Considerações do poema, considerações do poeta
Por Pedro Fernandes
Carlos Drummond de Andrade. Foto: Arquivo Folha de São Paulo |
“Entendo que poesia é negócio de
grande responsabilidade, e não considero honesto rotular-se de poeta quem
apenas verseja por dor-de-cotovelo, falta de dinheiro ou momentânea tomada de
contato com as forças líricas do mundo, sem se entregar aos trabalhos
cotidianos e secretos da técnica, da leitura, da contemplação e mesmo da
ação.”
Estas foram as palavras de quem por longa data, a vida inteira, para ser mais
preciso, dedicou-se ao fazer poético, atividade que certamente, e os livros e a
crítica estão aí para provar isso, ultrapassou o sentido da outra função que
veio a exercer a vida inteira também, a de funcionário público. Estas palavras
foram as de Carlos Drummond de Andrade, poeta de alma e de ofício.
O que pretendo ver nestas suas
palavras é o entendimento, ainda que breve, do poeta em diálogo para com a
tradição e a constituição de seu talento no corpo desta tradição, entendendo
que o poeta não é, em momento algum, instância deslocada do meio e das outras
vozes poéticas onde se insere – fazendo jus aos versos do poema de João Cabral de Melo
Neto, de que um “Um galo sozinho não tece a manhã, ele precisará sempre de
outros galos”.
“Estes poetas são meus. De todo o orgulho, / de toda precisão se incorporaram / ao
fatal meu lado esquerdo. Furto Vinicius / sua mais límpida elegia. Bebo em
Murilo. / Que Neruda me dê sua gravata / chamejante. Me perco em Appolinaire.
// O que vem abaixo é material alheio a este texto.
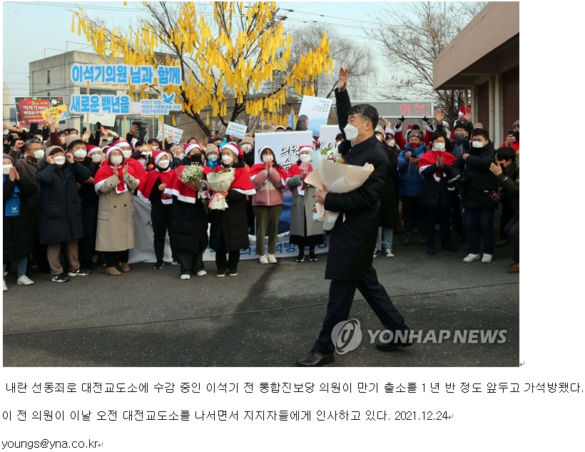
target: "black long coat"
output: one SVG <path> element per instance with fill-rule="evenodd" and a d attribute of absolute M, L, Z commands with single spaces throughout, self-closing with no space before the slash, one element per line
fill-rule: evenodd
<path fill-rule="evenodd" d="M 171 248 L 203 253 L 208 242 L 207 212 L 201 200 L 193 204 L 173 196 L 171 214 Z"/>
<path fill-rule="evenodd" d="M 470 147 L 467 160 L 462 156 L 453 164 L 453 176 L 461 175 L 465 182 L 461 189 L 463 206 L 466 209 L 494 209 L 498 204 L 489 194 L 497 191 L 498 181 L 489 171 L 489 166 L 495 161 L 496 151 L 489 141 L 483 148 Z"/>
<path fill-rule="evenodd" d="M 77 162 L 60 168 L 46 165 L 39 169 L 36 179 L 41 184 L 39 236 L 41 243 L 68 241 L 83 236 L 81 198 L 77 183 L 83 184 L 90 177 L 91 171 Z"/>
<path fill-rule="evenodd" d="M 217 251 L 223 241 L 228 253 L 246 249 L 250 247 L 246 196 L 235 190 L 228 190 L 225 200 L 228 207 L 225 211 L 209 211 L 209 246 Z"/>
<path fill-rule="evenodd" d="M 342 131 L 347 124 L 351 104 L 347 91 L 340 93 L 335 89 L 335 98 Z M 347 163 L 360 166 L 372 164 L 374 171 L 357 190 L 347 194 L 330 193 L 325 197 L 324 206 L 327 210 L 341 212 L 330 235 L 325 279 L 360 278 L 372 266 L 378 236 L 380 196 L 388 182 L 390 164 L 385 145 L 375 136 L 351 147 L 350 144 L 344 141 L 344 146 L 340 146 Z"/>
<path fill-rule="evenodd" d="M 388 154 L 390 164 L 388 166 L 388 182 L 384 186 L 380 196 L 380 226 L 386 228 L 395 228 L 400 224 L 398 213 L 398 192 L 397 191 L 398 179 L 398 159 L 396 151 L 385 146 Z"/>
<path fill-rule="evenodd" d="M 18 261 L 33 252 L 33 236 L 35 225 L 31 221 L 31 209 L 27 199 L 36 193 L 36 186 L 22 175 L 19 181 L 11 181 L 8 176 L 2 184 L 4 188 L 3 238 L 4 241 L 4 263 Z M 12 196 L 14 186 L 20 190 L 20 215 L 6 216 L 6 201 Z"/>

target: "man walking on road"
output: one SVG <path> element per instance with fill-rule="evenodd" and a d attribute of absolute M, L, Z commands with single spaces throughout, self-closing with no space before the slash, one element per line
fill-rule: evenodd
<path fill-rule="evenodd" d="M 297 361 L 300 366 L 322 366 L 334 361 L 334 327 L 347 320 L 355 289 L 360 291 L 384 327 L 407 336 L 408 326 L 392 304 L 386 289 L 378 282 L 372 266 L 380 223 L 380 198 L 387 182 L 390 161 L 384 144 L 374 136 L 378 114 L 370 105 L 351 106 L 345 90 L 348 71 L 341 68 L 335 89 L 337 119 L 346 141 L 339 147 L 348 164 L 362 166 L 369 163 L 374 171 L 359 189 L 347 194 L 328 193 L 326 187 L 317 194 L 317 202 L 325 209 L 340 212 L 330 236 L 325 278 L 331 280 L 327 315 L 312 350 Z M 345 219 L 345 221 L 344 221 Z M 396 335 L 394 335 L 395 337 Z M 378 342 L 382 351 L 411 345 L 407 341 Z"/>

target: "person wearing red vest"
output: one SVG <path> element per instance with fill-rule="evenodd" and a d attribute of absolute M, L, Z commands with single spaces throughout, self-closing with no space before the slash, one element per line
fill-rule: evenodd
<path fill-rule="evenodd" d="M 138 198 L 151 204 L 151 221 L 154 233 L 155 270 L 165 266 L 165 236 L 171 236 L 171 217 L 173 197 L 165 193 L 165 189 L 177 177 L 171 169 L 171 154 L 166 151 L 153 153 L 154 169 L 141 180 Z"/>

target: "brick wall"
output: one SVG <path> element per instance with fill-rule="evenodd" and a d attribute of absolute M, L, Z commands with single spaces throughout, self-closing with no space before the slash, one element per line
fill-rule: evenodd
<path fill-rule="evenodd" d="M 481 122 L 489 131 L 489 82 L 477 86 L 477 114 L 475 121 Z"/>
<path fill-rule="evenodd" d="M 520 68 L 510 69 L 502 74 L 503 97 L 502 120 L 504 137 L 512 130 L 512 124 L 520 116 Z"/>

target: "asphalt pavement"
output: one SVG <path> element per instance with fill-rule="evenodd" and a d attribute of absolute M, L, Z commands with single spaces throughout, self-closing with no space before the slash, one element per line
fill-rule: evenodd
<path fill-rule="evenodd" d="M 508 274 L 509 246 L 491 263 L 462 262 L 459 253 L 395 247 L 374 259 L 380 282 L 412 330 L 449 331 L 442 343 L 381 352 L 367 330 L 382 329 L 359 292 L 350 318 L 363 340 L 330 366 L 517 366 L 519 276 Z M 6 277 L 5 366 L 290 366 L 306 354 L 325 317 L 327 255 L 318 261 L 241 261 L 238 275 L 179 279 L 178 267 L 131 266 L 121 276 L 103 269 L 65 283 L 31 272 L 30 286 Z M 350 256 L 348 256 L 350 258 Z M 503 343 L 454 343 L 456 330 L 505 330 Z"/>

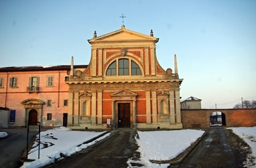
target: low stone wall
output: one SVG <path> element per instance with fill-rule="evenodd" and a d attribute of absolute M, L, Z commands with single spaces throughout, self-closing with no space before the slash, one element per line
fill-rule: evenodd
<path fill-rule="evenodd" d="M 209 128 L 210 115 L 216 111 L 225 114 L 226 126 L 256 126 L 256 109 L 182 109 L 183 128 Z"/>

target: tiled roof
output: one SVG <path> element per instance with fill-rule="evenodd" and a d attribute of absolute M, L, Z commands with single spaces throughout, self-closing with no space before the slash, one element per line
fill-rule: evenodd
<path fill-rule="evenodd" d="M 74 68 L 86 68 L 87 65 L 74 65 Z M 0 72 L 33 71 L 53 71 L 70 70 L 70 65 L 47 65 L 47 66 L 27 66 L 27 67 L 7 67 L 0 68 Z"/>

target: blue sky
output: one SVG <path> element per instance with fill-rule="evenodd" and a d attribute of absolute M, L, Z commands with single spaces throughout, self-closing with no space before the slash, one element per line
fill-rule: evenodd
<path fill-rule="evenodd" d="M 0 1 L 0 67 L 88 64 L 87 40 L 118 30 L 159 38 L 157 56 L 206 108 L 256 99 L 256 1 Z"/>

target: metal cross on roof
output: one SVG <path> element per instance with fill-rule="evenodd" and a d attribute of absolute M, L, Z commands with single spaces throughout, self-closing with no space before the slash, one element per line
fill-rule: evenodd
<path fill-rule="evenodd" d="M 122 16 L 121 16 L 119 18 L 122 18 L 122 19 L 123 20 L 123 21 L 122 22 L 123 22 L 123 18 L 126 18 L 126 17 L 124 16 L 123 14 L 122 14 Z"/>

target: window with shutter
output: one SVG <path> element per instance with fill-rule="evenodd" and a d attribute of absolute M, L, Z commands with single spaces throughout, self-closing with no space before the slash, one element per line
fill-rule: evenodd
<path fill-rule="evenodd" d="M 11 88 L 15 88 L 18 87 L 18 77 L 10 77 L 9 86 Z"/>
<path fill-rule="evenodd" d="M 47 76 L 47 81 L 46 85 L 47 87 L 53 87 L 53 76 Z"/>
<path fill-rule="evenodd" d="M 0 88 L 3 88 L 3 77 L 0 77 Z"/>

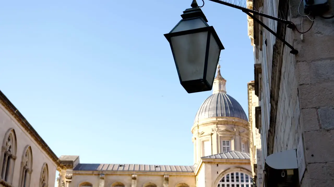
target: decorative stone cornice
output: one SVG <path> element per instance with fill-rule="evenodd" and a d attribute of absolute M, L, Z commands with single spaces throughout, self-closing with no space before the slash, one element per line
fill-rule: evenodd
<path fill-rule="evenodd" d="M 105 177 L 104 174 L 100 174 L 100 179 L 104 179 L 104 177 Z"/>
<path fill-rule="evenodd" d="M 0 104 L 18 122 L 57 166 L 61 165 L 59 159 L 23 115 L 2 93 L 0 91 Z"/>

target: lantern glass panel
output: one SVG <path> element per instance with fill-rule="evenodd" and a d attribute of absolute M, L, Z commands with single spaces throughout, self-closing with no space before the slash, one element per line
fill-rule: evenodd
<path fill-rule="evenodd" d="M 212 34 L 210 34 L 210 35 L 206 79 L 208 83 L 210 84 L 210 86 L 212 86 L 217 66 L 218 65 L 218 61 L 219 60 L 220 49 Z"/>
<path fill-rule="evenodd" d="M 191 30 L 198 28 L 208 27 L 209 25 L 203 20 L 198 18 L 194 19 L 182 20 L 176 25 L 171 33 L 175 33 L 184 31 Z"/>
<path fill-rule="evenodd" d="M 203 78 L 208 32 L 172 37 L 171 42 L 182 82 Z"/>

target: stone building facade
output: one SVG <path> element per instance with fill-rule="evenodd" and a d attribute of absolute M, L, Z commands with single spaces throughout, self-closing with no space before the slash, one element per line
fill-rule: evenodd
<path fill-rule="evenodd" d="M 59 172 L 57 187 L 254 186 L 249 145 L 256 135 L 251 135 L 241 106 L 226 94 L 219 67 L 213 94 L 191 128 L 193 165 L 83 163 L 78 156 L 64 155 L 59 159 L 66 169 Z"/>
<path fill-rule="evenodd" d="M 251 149 L 251 161 L 252 172 L 257 186 L 262 185 L 263 174 L 261 134 L 259 127 L 257 126 L 257 112 L 259 110 L 259 98 L 255 94 L 254 81 L 247 83 L 248 91 L 248 116 L 249 121 L 249 146 Z"/>
<path fill-rule="evenodd" d="M 57 157 L 0 91 L 0 187 L 51 187 Z"/>
<path fill-rule="evenodd" d="M 262 138 L 262 164 L 265 166 L 266 158 L 273 153 L 300 149 L 305 156 L 298 158 L 298 172 L 294 174 L 297 181 L 292 186 L 333 186 L 333 20 L 316 16 L 313 21 L 312 14 L 309 19 L 303 17 L 299 0 L 247 1 L 248 8 L 290 21 L 301 32 L 312 27 L 302 36 L 285 24 L 258 17 L 299 51 L 295 55 L 248 18 L 254 50 L 255 91 L 260 100 L 256 125 Z M 334 14 L 334 1 L 329 0 L 329 10 L 322 13 L 324 16 Z M 270 186 L 273 180 L 268 176 L 265 186 Z"/>

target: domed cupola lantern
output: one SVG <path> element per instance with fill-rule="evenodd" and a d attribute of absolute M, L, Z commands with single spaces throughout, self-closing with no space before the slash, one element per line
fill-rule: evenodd
<path fill-rule="evenodd" d="M 181 85 L 189 93 L 211 90 L 220 51 L 224 49 L 196 0 L 168 34 Z"/>

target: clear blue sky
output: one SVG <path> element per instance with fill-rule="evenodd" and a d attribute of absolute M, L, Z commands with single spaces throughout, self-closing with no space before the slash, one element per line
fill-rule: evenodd
<path fill-rule="evenodd" d="M 246 15 L 205 1 L 202 10 L 226 49 L 227 93 L 248 114 L 254 60 Z M 191 2 L 4 1 L 0 89 L 57 156 L 192 165 L 191 127 L 212 92 L 184 90 L 163 35 Z"/>

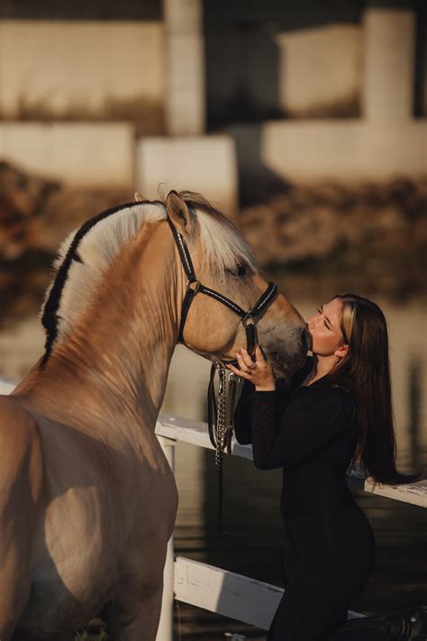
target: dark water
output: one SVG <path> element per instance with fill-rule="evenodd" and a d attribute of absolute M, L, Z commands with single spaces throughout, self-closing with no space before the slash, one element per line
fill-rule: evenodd
<path fill-rule="evenodd" d="M 318 300 L 292 299 L 304 317 L 310 313 L 310 306 Z M 425 307 L 422 300 L 402 305 L 381 301 L 380 305 L 390 334 L 398 468 L 408 472 L 426 471 Z M 203 376 L 200 379 L 196 385 L 202 388 L 204 381 Z M 205 420 L 203 402 L 193 417 Z M 189 462 L 195 448 L 184 444 L 178 447 L 177 478 L 181 503 L 175 534 L 176 554 L 283 587 L 281 554 L 282 551 L 286 554 L 286 546 L 278 512 L 281 471 L 259 471 L 250 461 L 226 458 L 226 534 L 218 536 L 214 453 L 202 452 L 197 470 L 202 470 L 203 499 L 198 496 L 194 500 L 191 491 L 195 479 L 188 471 L 181 477 L 179 466 Z M 374 615 L 427 605 L 427 509 L 352 491 L 373 528 L 377 559 L 369 581 L 351 609 Z M 266 634 L 214 613 L 176 604 L 176 638 L 219 641 L 226 638 L 227 632 L 251 639 L 263 639 Z"/>

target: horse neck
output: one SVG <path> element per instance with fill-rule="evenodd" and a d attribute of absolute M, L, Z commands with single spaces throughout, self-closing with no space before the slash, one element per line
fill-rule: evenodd
<path fill-rule="evenodd" d="M 185 274 L 168 225 L 145 226 L 105 275 L 69 338 L 18 388 L 35 411 L 57 420 L 80 417 L 106 428 L 111 422 L 136 422 L 154 430 Z"/>

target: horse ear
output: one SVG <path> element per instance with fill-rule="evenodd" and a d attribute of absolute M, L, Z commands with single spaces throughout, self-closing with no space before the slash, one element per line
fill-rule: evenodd
<path fill-rule="evenodd" d="M 166 198 L 168 215 L 177 231 L 188 235 L 191 234 L 191 215 L 184 200 L 175 190 L 169 191 Z"/>

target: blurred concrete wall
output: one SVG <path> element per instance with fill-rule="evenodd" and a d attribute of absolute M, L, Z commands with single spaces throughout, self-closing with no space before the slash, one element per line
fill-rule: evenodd
<path fill-rule="evenodd" d="M 0 22 L 0 117 L 136 121 L 163 131 L 160 22 Z"/>

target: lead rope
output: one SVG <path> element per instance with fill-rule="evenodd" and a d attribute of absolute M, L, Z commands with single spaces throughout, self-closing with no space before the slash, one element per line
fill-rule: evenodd
<path fill-rule="evenodd" d="M 218 400 L 214 389 L 216 373 L 219 375 Z M 229 454 L 232 453 L 234 403 L 239 380 L 239 377 L 236 377 L 232 371 L 229 372 L 220 361 L 213 362 L 207 390 L 207 407 L 209 437 L 215 448 L 215 468 L 218 472 L 218 534 L 223 534 L 223 453 L 225 451 Z"/>

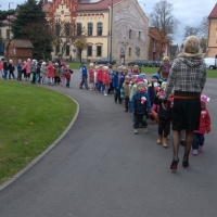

Adeus, Maiakovski. / São todos meus irmãos, não são jornais / nem deslizar de
lancha entre camélias: / é toda a minha vida que joguei”.
Os versos são de “Consideração do poema”, poema que abre A rosa do
povo, livro escrito no que podemos chamar de a fase da maturidade poética de
Drummond. Para bom entendedor, verá que o poeta através desses versos
reconhece-se que, sozinho, o seu completo significado é falho, que na sua
avaliação, o seu significado é a avaliação da sua relação com os poetas e os
artistas outros anteriores a ele, e que, portanto, já compõem o mote de uma
tradição. Isso não será comum apenas em Drummond; isso é característica de toda
poesia contemporânea.
Ao dizer que bebe de Murilo, ao pedir de Neruda sua gravata chamejante, ao perder-se de Appolinaire, ao
dizer que furta Vinicius e ao dar adeus a Maiakovski, o que o poeta faz é se aproximar da tradição para nela se inserir. Essa inserção, no entanto, não
será dada apenas por essa voz lírica que em retomando nomes procura a eles se
igualar, mas é mostrando-se em relação, por vezes conflituosa, por vezes de
clara admiração; aos nomes da tradição que ele enquanto poeta carrega
grandes dificuldades – “é toda a minha vida que joguei” –, merece seu lugar – “Uma pedra no meio do caminho / ou apenas um rastro,
não importa. / Estes poetas são meus. De todo orgulho, / de toda a precisão se incorporaram/ao
fatal meu lado esquerdo.”
A obra de Drummond é nova na corrente da tradição; seu ajustamento nela é
consequência do lapidar poético; seu ajustamento é uma prova de seu valor para
a literatura universal, apesar de que isso, assim como tem acontecido a Machado
de Assis ou a João Guimarães Rosa, entre outros, não se figure tão claramente dadas as
circunstâncias políticas; é o território das letras é também movido por um jogo
político, o que não nos vem falar do caso.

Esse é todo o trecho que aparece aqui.